Employees at a major event venue can request event tickets months in advance:
- A nationally-recognized ticket service manages the final ticket sales.
- The venue has access to ticket sales before the public.
- The venue manually retrieves the locally-requested ticket requests and enters them into the national ticket management service.
- The employee credit card information must be secured until it is transferred to ticket service.
Do not store the employee’s credit card account number locally.
Auric developed two custom HTML iFrames for tokenizing and de-tokenizing the credit card account number.
The custom tokenizing iFrame checked that the expiration date on the credit card was later than the event date.
- The Venue Reservation service requests an AuricVault® browser-side encryption session.
- The AuricVault® service generates a one-time use session ID.
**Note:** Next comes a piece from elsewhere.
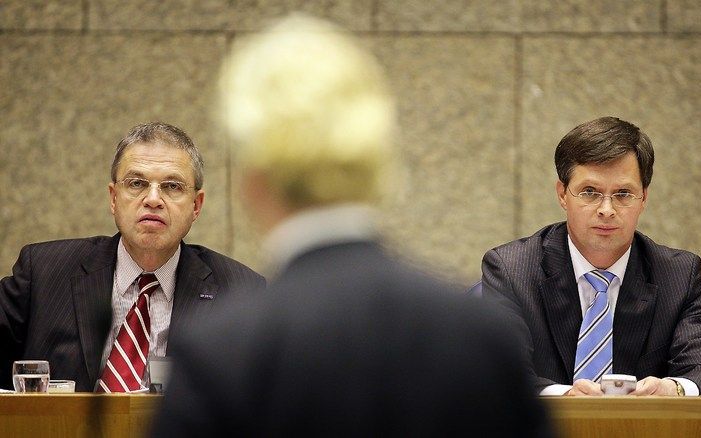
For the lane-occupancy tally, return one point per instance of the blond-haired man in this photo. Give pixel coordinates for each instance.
(347, 341)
- The Venue’s service includes the session ID in the ticket reservation page, and passes it to the secure iFrame hosted on Auric’s PCI-compliant servers.
- After the employee enters their billing information, the secure iFrame sends the session ID and the credit card account number to the AuricVault® service.
- The AuricVault® service tokenizes the credit card account number and returns a token to the secure iFrame. The secure iFrame provides this token to the parent checkout page.
- The Checkout page submits the employee’s general billing information and AuricVault® token back to the Venue Reservation service.
- When the actual tickets are available in the third-party ticketing service, a venue employee logs into the Venue Reservation service to retrieve cardholder information, the Venue Reservation service requests another session ID.
- The AuricVault® service returns the new session ID.
- The Venue Reservation service provides the session ID and the AuricVault® token to the employee’s browser and passes the information to a secure iFrame hosted on Auric’s PCI compliant servers.
- The Secure iFrame sends the session ID and AuricVault® token to the AuricVault® service, and
- receives back the decrypted original credit card account number.
- A venue employee then completes the order with the third-party ticketing service.
The AuricVault® solution improved security by removing stored employee credit card account numbers from the venue’s servers. The iFrame is embedded in the Customer's existing website. iFrames should never be overlaid as that is a security issue.